Economista Raul VellosoDivulgação/Inae

Desde sexta-feira, 24, tenho tido a oportunidade de discutir intensamente o tema econômico central do momento no país: a busca de um arcabouço fiscal que substitua o prematuramente falecido teto de gastos, criado pela Emenda 95/16, com vigência prevista para 20 anos. Destaco, aqui, a conversa com a jornalista Mara Luquet, que pode ser conferida em https://inteligenciafinanceira.com.br/saiba/economia/problema-previdencia-novo-arcabouco-fiscal/.

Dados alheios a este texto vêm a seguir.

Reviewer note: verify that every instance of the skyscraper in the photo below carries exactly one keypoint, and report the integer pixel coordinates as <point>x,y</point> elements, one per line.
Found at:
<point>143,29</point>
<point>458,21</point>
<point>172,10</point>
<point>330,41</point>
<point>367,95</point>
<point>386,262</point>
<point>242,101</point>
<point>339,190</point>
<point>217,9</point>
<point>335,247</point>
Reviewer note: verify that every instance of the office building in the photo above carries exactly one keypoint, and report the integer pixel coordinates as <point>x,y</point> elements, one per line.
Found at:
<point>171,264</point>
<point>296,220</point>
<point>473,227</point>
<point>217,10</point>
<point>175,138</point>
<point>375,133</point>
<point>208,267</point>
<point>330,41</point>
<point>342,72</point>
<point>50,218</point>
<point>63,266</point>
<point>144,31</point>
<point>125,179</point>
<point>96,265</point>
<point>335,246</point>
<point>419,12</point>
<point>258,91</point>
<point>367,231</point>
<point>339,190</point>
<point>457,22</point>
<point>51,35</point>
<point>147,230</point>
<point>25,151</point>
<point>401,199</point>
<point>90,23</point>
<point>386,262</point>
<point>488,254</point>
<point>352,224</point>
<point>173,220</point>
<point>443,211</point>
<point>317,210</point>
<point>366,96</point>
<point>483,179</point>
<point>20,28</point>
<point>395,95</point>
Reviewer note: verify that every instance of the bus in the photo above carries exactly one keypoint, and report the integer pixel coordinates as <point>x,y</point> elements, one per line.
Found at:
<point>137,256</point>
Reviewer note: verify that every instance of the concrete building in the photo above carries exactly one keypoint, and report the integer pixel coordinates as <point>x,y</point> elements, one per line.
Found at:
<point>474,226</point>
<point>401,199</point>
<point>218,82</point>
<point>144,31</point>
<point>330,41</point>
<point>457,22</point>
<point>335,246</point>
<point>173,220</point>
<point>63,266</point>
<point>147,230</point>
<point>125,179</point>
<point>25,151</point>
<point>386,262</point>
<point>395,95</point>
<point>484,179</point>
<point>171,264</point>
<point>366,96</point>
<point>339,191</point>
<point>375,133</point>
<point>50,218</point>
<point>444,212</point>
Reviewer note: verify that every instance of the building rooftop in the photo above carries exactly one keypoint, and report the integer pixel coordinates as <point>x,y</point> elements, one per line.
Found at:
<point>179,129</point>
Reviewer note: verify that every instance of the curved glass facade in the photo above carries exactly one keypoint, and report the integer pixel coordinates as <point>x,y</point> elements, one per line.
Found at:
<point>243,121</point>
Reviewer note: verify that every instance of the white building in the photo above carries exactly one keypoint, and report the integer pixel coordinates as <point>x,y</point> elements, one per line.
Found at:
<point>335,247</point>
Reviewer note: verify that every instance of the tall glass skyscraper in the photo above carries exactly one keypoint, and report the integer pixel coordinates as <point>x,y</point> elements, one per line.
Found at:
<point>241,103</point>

O grande drama de mecanismos como o teto, ou como a nova proposta que o governo começa a negociar com o Congresso Nacional, é a falta da devida atenção à estrutura super rígida do gasto público brasileiro, um problema muito difícil de resolver, especialmente para quem busca apenas soluções muito simples, para não dizer simplórias. Ou seja, há que atacar questões relacionadas com as entranhas do gasto antes de pensar que a missão esteja concluída.
Aí, o “X’ da questão é que o chamado gasto obrigatório da União, que tem por trás de sua implementação leis muito difíceis de mudar, chegou, após o teto, a valores acima de 90% do total, e a parcela discricionária, único local que os governos tentam ajustar, e onde se concentram os investimentos em infraestrutura, vai aos poucos tendendo a desaparecer, algo praticamente impossível de se imaginar na prática.
No primeiro grupo se encastela o item isoladamente de maior peso no total da União, Previdência, que passou de 19% em 1987 para 51% do total em 2021. Ou seja, com medidas como o teto, é tentar resolver com medidas simplórias algo que é gigantesco.
Enquanto isso, os citados investimentos passavam de 16% para apenas 2% do total, algo absurdo. Não é por outro motivo que o crescimento do PIB desabou fortemente dos anos 1980 para cá.
Ou seja, é preciso atacar de frente o problema dos elevados desequilíbrios previdenciários em que a dívida total de todos os regimes, inclusive o do INSS, junto aos segurados, é da ordem de metade do PIB, algo chocante. Só assim é possível abrir espaço nos orçamentos para investimentos, ou, em tese, se for necessário, até para reduzir a dívida pública.
Só assim quem atua no lado do financiamento dos governos se sentirá seguro em aplicar em títulos públicos, inclusive porque já há um comando constitucional para se fazer isso - § 1º. do Artigo 9º da EC 103/19, e muito pouco tem acontecido nesse contexto. (A não ser em casos como o do Piauí, meu estado natal, onde uma perspectiva de investir zero de 2022 em diante foi alterada para algo ao redor de R$ 1 bilhão anuais, e de cuja experiência seu último governador, Wellington Dias (PT), levou a lição para seu novo cargo, como ministro do Desenvolvimento Social – de que é preciso fazer mais gastando menos).
Ou seja, a abertura de espaço orçamentário por esse caminho, se posta em prática, é a verdadeira âncora fiscal que precisamos construir, e não a sinalização aposta nas medidas de se aumentar o investimento via aumento de arrecadação, algo bastante complicado no mundo em que vivemos.